If only Medium let me make it a link.

Advertising Is Not a Business Model

And You Don’t Have to Be a Business

The world of the internet demonstrates a reality where you make money simply by people experiencing a free product. This promise of money from nothing generally comes from one source — a source that many people call evil: advertising. But moral qualms aside, advertising should not be your business model.

What It Takes To Make $1 Million

Many startups that claim they’ll make money on advertising in the future simply don’t consider the massive scale required to make that a reality. Let’s take the average CPC (cost per click) of a Facebook ad and do the math on what it takes to make $1,000,000 from advertising.

Average CPC (Facebook): $.27

Amount of clicks required to make $1,000,000: 3,703,703

Since the average CTR (clickthrough rate) sits around 1%, you need 100x the amount of clicks in terms of viewership.

Eyeballs needed to drive $1,000,000 in ad revenue: 370,370,300

You need about 400 million views per year to generate $1,000,000 annually. And as everyone knows, it’s NEXT TO IMPOSSIBLE to make anybody look at anything.

Either Growth is Your Business Model or You Aren’t a Business

Since it’s next to impossible for advertising to be your free product’s business model, you’re left with two choices. You’re either: 1. a startup where growth is your business model, or 2. you aren’t a business. Believe it or not, both can be viable.

Growth as a Business Model

Many new companies have recently shown me their pitch decks, where they describe how they’ll build an advertising platform that will be so custom and effective so as to demand higher premiums than your average social software. First off, I don’t think VCs actually buy that line; second, it’s a waste of time. If your intention is to remain a free product and potentially sell ads in the future, your business model is eyeballs. If your business model is eyeballs, you need to be talking about how 500 users becomes 5,000,000 users. That’s all that matters. VCs always talk about distribution because if you can’t break open that nut, you’ll never scale. And if you never scale...

You Don’t Have To Be A Business

Or, the part of this post everyone will disagree with

Many startups are acquisition fodder. Acquisition is not bad and can, in fact, be an amazing outcome — but investors want to hear how they’ll get their 1000x return and therefore don’t like to hear about exits. However, many tech companies find success by not becoming a business based around growth and the future of advertising, but rather building technology that is uniquely beneficial to one of the big incumbents (Facebook, Google, etc.). The technology can be so beneficial that these companies decide it’s smarter to acquire the entire company rather than build their own version.

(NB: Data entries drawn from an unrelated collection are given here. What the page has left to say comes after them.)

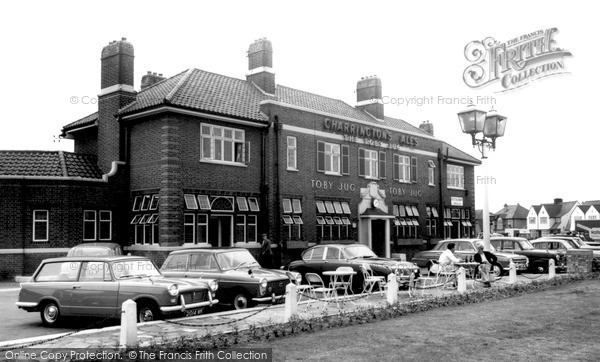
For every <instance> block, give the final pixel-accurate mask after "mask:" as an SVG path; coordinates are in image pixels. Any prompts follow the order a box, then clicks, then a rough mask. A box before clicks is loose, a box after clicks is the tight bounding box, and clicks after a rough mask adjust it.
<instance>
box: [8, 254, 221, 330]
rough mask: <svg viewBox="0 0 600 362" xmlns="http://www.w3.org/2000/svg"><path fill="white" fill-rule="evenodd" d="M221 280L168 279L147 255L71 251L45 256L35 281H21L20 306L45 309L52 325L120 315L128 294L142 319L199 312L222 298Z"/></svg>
mask: <svg viewBox="0 0 600 362" xmlns="http://www.w3.org/2000/svg"><path fill="white" fill-rule="evenodd" d="M217 289H218V283H217V281H215V280H200V279H193V280H192V279H189V280H185V279H175V278H173V279H168V278H165V277H163V276H162V275H161V273H160V271H159V270H158V269H157V268H156V265H154V263H153V262H152V261H151V260H149V259H147V258H143V257H134V256H110V257H65V258H53V259H46V260H44V261H42V263H41V264H40V266H39V267H38V268H37V270H36V271H35V273H34V274H33V277H32V278H31V280H30V281H29V282H26V283H21V292H20V293H19V299H18V302H17V303H16V305H17V307H19V308H20V309H23V310H26V311H28V312H40V316H41V318H42V322H43V323H44V325H46V326H54V325H56V324H57V323H58V322H59V321H60V320H61V318H62V317H67V316H97V317H114V318H120V315H121V306H122V304H123V302H125V301H126V300H128V299H131V300H133V301H134V302H136V304H137V319H138V321H139V322H147V321H152V320H155V319H160V318H161V317H162V316H164V315H167V314H185V315H190V314H199V313H200V312H201V311H202V309H203V308H204V307H207V306H212V305H214V304H216V303H218V300H217V299H216V298H215V293H216V291H217Z"/></svg>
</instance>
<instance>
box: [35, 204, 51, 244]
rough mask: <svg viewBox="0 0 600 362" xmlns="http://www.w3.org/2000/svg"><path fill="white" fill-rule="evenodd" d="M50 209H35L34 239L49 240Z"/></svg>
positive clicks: (38, 239) (37, 239) (38, 240)
mask: <svg viewBox="0 0 600 362" xmlns="http://www.w3.org/2000/svg"><path fill="white" fill-rule="evenodd" d="M48 229H49V215H48V210H33V241H48Z"/></svg>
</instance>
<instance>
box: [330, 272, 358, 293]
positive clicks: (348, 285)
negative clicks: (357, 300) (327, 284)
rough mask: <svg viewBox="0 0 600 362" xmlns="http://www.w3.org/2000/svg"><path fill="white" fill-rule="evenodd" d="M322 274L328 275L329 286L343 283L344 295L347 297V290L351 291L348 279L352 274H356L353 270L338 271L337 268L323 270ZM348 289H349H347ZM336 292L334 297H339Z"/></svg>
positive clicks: (340, 284) (355, 272) (348, 279)
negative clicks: (324, 270)
mask: <svg viewBox="0 0 600 362" xmlns="http://www.w3.org/2000/svg"><path fill="white" fill-rule="evenodd" d="M323 275H327V276H328V277H330V282H329V285H330V286H332V287H333V286H335V285H343V286H344V294H343V296H344V297H348V296H350V294H349V292H352V285H350V280H351V277H352V276H353V275H356V272H355V271H338V270H331V271H324V272H323ZM348 289H350V290H348ZM335 294H336V298H337V297H339V295H338V294H337V293H335Z"/></svg>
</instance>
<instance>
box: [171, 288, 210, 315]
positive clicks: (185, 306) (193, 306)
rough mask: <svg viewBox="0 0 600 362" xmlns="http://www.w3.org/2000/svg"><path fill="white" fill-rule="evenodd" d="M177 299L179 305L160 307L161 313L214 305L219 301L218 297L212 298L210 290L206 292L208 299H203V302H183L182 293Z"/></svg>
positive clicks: (208, 306)
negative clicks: (215, 297) (188, 302)
mask: <svg viewBox="0 0 600 362" xmlns="http://www.w3.org/2000/svg"><path fill="white" fill-rule="evenodd" d="M179 301H180V302H181V304H179V305H173V306H167V307H160V311H161V312H163V313H170V312H185V311H186V310H191V309H198V308H203V307H209V306H211V305H215V304H217V303H219V300H218V299H213V298H212V295H211V293H210V292H208V300H207V301H204V302H198V303H191V304H185V300H184V299H183V295H180V296H179Z"/></svg>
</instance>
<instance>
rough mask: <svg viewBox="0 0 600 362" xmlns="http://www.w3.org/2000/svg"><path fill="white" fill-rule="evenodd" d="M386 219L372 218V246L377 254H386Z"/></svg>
mask: <svg viewBox="0 0 600 362" xmlns="http://www.w3.org/2000/svg"><path fill="white" fill-rule="evenodd" d="M385 242H386V240H385V220H371V248H372V249H373V252H374V253H375V254H377V256H383V255H385Z"/></svg>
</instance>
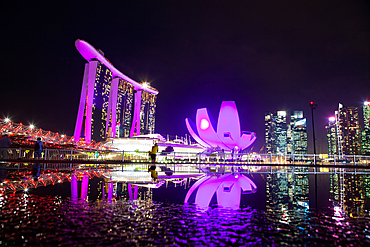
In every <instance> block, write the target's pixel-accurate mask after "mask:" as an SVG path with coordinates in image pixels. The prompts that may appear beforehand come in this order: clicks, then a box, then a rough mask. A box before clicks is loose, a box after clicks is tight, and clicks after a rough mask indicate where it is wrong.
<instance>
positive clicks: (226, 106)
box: [217, 101, 240, 149]
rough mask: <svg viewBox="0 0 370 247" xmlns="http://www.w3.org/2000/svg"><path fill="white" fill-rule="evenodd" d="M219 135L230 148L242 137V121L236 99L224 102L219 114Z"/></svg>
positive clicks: (233, 147)
mask: <svg viewBox="0 0 370 247" xmlns="http://www.w3.org/2000/svg"><path fill="white" fill-rule="evenodd" d="M217 135H218V137H219V138H220V140H221V141H222V142H223V143H224V144H225V145H226V146H227V147H228V148H229V149H233V148H235V146H236V143H237V142H238V140H239V138H240V122H239V114H238V110H237V109H236V104H235V102H234V101H223V102H222V104H221V108H220V113H219V115H218V122H217Z"/></svg>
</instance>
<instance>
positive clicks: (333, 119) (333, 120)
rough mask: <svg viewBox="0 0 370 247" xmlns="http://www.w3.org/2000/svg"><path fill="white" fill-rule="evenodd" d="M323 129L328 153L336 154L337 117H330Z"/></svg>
mask: <svg viewBox="0 0 370 247" xmlns="http://www.w3.org/2000/svg"><path fill="white" fill-rule="evenodd" d="M336 115H337V112H336ZM325 129H326V138H327V141H328V154H331V155H333V154H338V135H337V133H338V131H337V118H336V117H330V118H329V121H328V123H327V125H326V126H325Z"/></svg>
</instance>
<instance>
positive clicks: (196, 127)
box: [185, 101, 257, 152]
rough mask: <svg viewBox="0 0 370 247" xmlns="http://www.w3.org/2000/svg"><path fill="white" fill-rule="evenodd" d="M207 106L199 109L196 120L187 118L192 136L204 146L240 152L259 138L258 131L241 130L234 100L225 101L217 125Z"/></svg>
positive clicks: (212, 148)
mask: <svg viewBox="0 0 370 247" xmlns="http://www.w3.org/2000/svg"><path fill="white" fill-rule="evenodd" d="M211 119H212V118H211V115H210V114H209V112H208V109H207V108H200V109H198V110H197V114H196V122H195V124H194V122H193V121H191V119H190V118H186V119H185V123H186V127H187V128H188V131H189V133H190V134H191V136H192V137H193V138H194V139H195V140H196V141H197V142H198V143H199V144H200V145H202V146H203V147H205V148H211V149H223V150H227V151H231V150H233V151H235V152H240V151H243V150H244V149H246V148H248V147H249V146H250V145H252V144H253V142H254V141H255V140H256V139H257V136H256V133H254V132H251V131H241V130H240V121H239V113H238V109H237V108H236V104H235V102H234V101H223V102H222V104H221V107H220V113H219V115H218V121H217V126H216V125H215V124H214V123H213V121H211Z"/></svg>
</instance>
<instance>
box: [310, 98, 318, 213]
mask: <svg viewBox="0 0 370 247" xmlns="http://www.w3.org/2000/svg"><path fill="white" fill-rule="evenodd" d="M310 107H311V115H312V134H313V153H314V154H313V162H314V166H315V167H314V171H315V208H316V212H317V210H318V208H317V173H316V138H315V122H314V120H313V110H315V109H316V107H317V104H314V103H313V102H312V101H311V102H310Z"/></svg>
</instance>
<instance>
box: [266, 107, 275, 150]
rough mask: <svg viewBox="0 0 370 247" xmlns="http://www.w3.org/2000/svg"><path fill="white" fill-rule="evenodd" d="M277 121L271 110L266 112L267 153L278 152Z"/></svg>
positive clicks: (266, 143)
mask: <svg viewBox="0 0 370 247" xmlns="http://www.w3.org/2000/svg"><path fill="white" fill-rule="evenodd" d="M275 130H276V121H275V117H274V115H273V114H272V113H271V112H265V148H266V151H265V152H266V153H267V154H275V153H276V133H275Z"/></svg>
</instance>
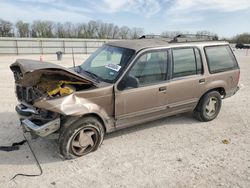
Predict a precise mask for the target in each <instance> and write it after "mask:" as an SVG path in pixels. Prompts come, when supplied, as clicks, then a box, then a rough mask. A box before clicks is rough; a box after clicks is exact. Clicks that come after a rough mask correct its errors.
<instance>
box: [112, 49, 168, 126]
mask: <svg viewBox="0 0 250 188" xmlns="http://www.w3.org/2000/svg"><path fill="white" fill-rule="evenodd" d="M167 64H168V51H167V50H166V49H164V50H154V51H147V52H144V53H142V54H141V55H139V57H138V58H137V59H136V60H135V61H134V63H133V64H132V66H131V67H130V68H129V70H128V71H127V73H126V74H125V76H124V77H123V79H122V80H121V81H120V83H118V87H117V88H116V89H115V118H116V127H117V128H123V127H127V126H131V125H134V124H138V123H141V122H143V121H149V120H153V119H156V118H159V117H161V116H164V115H165V114H166V102H167V101H166V98H167V97H166V85H167V70H168V69H167V67H168V66H167ZM122 84H123V86H120V85H122Z"/></svg>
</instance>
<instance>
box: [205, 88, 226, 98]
mask: <svg viewBox="0 0 250 188" xmlns="http://www.w3.org/2000/svg"><path fill="white" fill-rule="evenodd" d="M211 91H218V92H219V93H220V95H221V97H222V98H224V97H225V95H226V91H225V89H224V88H223V87H217V88H213V89H210V90H208V91H207V92H206V93H204V94H203V95H202V96H201V98H202V97H203V96H204V95H206V94H207V93H209V92H211Z"/></svg>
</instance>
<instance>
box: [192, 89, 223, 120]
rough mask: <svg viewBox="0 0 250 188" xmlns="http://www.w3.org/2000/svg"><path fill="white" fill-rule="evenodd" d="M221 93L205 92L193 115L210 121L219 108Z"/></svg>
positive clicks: (198, 119)
mask: <svg viewBox="0 0 250 188" xmlns="http://www.w3.org/2000/svg"><path fill="white" fill-rule="evenodd" d="M221 103H222V100H221V95H220V93H219V92H217V91H211V92H209V93H207V94H205V95H204V96H203V97H202V98H201V100H200V102H199V103H198V105H197V107H196V108H195V110H194V115H195V117H196V118H197V119H198V120H200V121H211V120H213V119H215V118H216V117H217V116H218V114H219V112H220V109H221Z"/></svg>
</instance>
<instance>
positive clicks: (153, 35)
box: [139, 35, 172, 41]
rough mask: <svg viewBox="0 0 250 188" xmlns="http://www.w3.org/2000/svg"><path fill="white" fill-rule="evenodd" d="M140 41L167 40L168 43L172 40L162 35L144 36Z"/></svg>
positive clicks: (169, 38)
mask: <svg viewBox="0 0 250 188" xmlns="http://www.w3.org/2000/svg"><path fill="white" fill-rule="evenodd" d="M139 39H165V40H167V41H171V40H172V39H171V38H169V37H164V36H162V35H142V36H140V37H139Z"/></svg>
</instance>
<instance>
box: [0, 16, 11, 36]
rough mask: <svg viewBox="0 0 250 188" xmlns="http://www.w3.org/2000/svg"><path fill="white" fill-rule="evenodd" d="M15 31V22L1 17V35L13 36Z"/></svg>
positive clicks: (0, 30)
mask: <svg viewBox="0 0 250 188" xmlns="http://www.w3.org/2000/svg"><path fill="white" fill-rule="evenodd" d="M12 36H14V33H13V24H12V23H11V22H9V21H5V20H2V19H0V37H12Z"/></svg>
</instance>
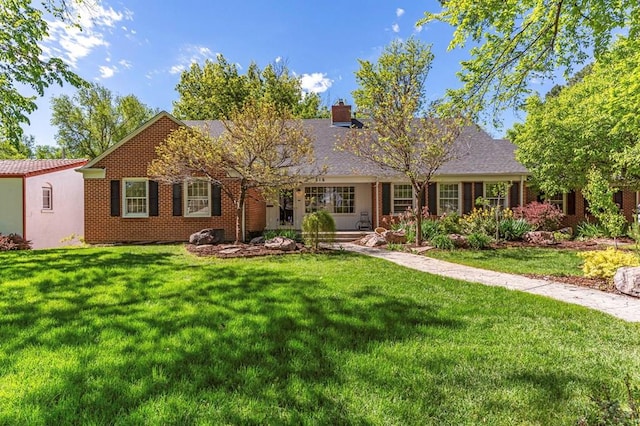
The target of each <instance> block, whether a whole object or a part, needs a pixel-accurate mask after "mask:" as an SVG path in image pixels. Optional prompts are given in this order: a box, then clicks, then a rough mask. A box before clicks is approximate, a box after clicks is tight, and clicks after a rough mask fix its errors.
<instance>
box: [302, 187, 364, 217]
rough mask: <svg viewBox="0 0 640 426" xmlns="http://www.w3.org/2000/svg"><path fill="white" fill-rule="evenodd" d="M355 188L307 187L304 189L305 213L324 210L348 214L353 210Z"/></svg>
mask: <svg viewBox="0 0 640 426" xmlns="http://www.w3.org/2000/svg"><path fill="white" fill-rule="evenodd" d="M355 193H356V188H355V186H308V187H306V188H305V189H304V205H305V213H312V212H315V211H318V210H326V211H328V212H329V213H350V214H352V213H353V212H354V211H355V209H354V206H355Z"/></svg>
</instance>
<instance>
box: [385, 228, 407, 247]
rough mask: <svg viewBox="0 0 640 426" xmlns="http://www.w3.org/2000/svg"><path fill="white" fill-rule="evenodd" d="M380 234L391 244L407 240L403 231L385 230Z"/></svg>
mask: <svg viewBox="0 0 640 426" xmlns="http://www.w3.org/2000/svg"><path fill="white" fill-rule="evenodd" d="M382 236H383V237H384V239H385V240H386V241H387V242H388V243H391V244H405V243H406V242H407V236H406V235H405V234H404V231H385V232H383V233H382Z"/></svg>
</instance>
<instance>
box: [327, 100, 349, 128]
mask: <svg viewBox="0 0 640 426" xmlns="http://www.w3.org/2000/svg"><path fill="white" fill-rule="evenodd" d="M331 125H332V126H339V127H351V105H345V103H344V101H343V100H342V99H339V100H338V103H337V104H336V105H332V106H331Z"/></svg>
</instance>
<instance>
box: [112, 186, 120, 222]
mask: <svg viewBox="0 0 640 426" xmlns="http://www.w3.org/2000/svg"><path fill="white" fill-rule="evenodd" d="M111 216H120V181H119V180H112V181H111Z"/></svg>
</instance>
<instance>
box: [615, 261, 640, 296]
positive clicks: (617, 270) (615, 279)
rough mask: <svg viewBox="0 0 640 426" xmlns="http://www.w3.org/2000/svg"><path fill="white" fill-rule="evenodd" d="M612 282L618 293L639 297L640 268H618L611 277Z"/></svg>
mask: <svg viewBox="0 0 640 426" xmlns="http://www.w3.org/2000/svg"><path fill="white" fill-rule="evenodd" d="M613 282H614V284H615V285H616V288H617V289H618V291H619V292H620V293H624V294H628V295H629V296H634V297H640V266H625V267H622V268H619V269H618V270H617V271H616V274H615V275H614V276H613Z"/></svg>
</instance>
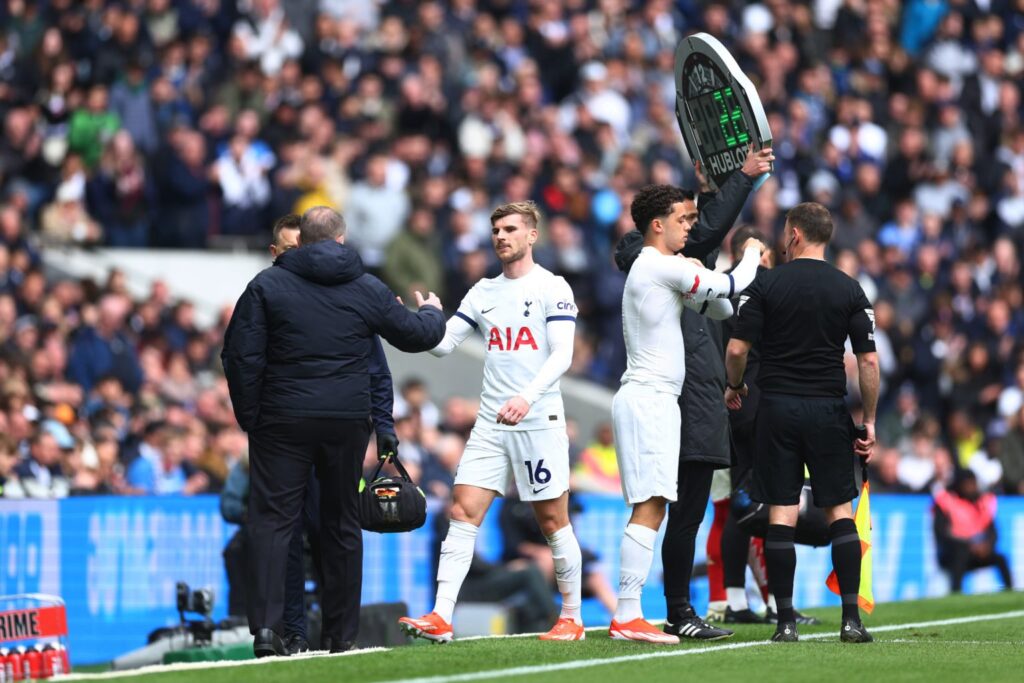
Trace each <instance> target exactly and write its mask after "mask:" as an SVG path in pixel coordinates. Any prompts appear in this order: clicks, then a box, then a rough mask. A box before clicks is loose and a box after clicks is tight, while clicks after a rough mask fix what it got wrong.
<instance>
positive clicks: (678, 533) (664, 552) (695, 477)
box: [662, 462, 715, 621]
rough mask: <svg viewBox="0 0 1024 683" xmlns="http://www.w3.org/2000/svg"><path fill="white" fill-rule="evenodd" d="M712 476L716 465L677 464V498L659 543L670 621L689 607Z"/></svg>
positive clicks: (707, 505)
mask: <svg viewBox="0 0 1024 683" xmlns="http://www.w3.org/2000/svg"><path fill="white" fill-rule="evenodd" d="M714 473H715V466H714V465H712V464H711V463H700V462H680V463H679V488H678V495H677V499H676V502H675V503H672V504H670V505H669V523H668V524H667V525H666V527H665V542H664V543H663V544H662V564H663V566H664V568H665V601H666V603H668V605H669V618H670V621H671V620H672V618H674V617H675V615H674V614H673V611H674V610H675V609H677V608H680V607H683V606H688V605H689V602H690V577H691V575H692V574H693V552H694V549H695V546H696V539H697V529H698V528H699V527H700V522H702V521H703V516H705V512H706V511H707V509H708V499H709V497H710V496H711V478H712V475H713V474H714Z"/></svg>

Lemkin drops knowledge during this episode.

Jason Lemkin on This Week In Startups talked about how most acquisitions are outsourced R&D. If company A is huge and wants to add location-based features to its product, they might just acquire a location technology company. Acquiring a team of 50 people who have already built the feature is purchasing an asset and is therefore a net positive, whereas hiring 50 people to build a feature from scratch becomes a loss.

Choose Your Poison

If you’re a huge growth company, make huge growth decisions. If you’re outsourced R&D, you better focus on building technology that no one in the world has. These are very different paths and require very different teams and execution. Don’t fool yourself by saying, “we’re going to build an advertising model once we hit scale.” What you’re doing is either scaling exponentially and forever, or you’re building tech that’s sexy enough that the big dogs don’t care you won’t make money. Pick the side that best reflects your company and product, and run with it.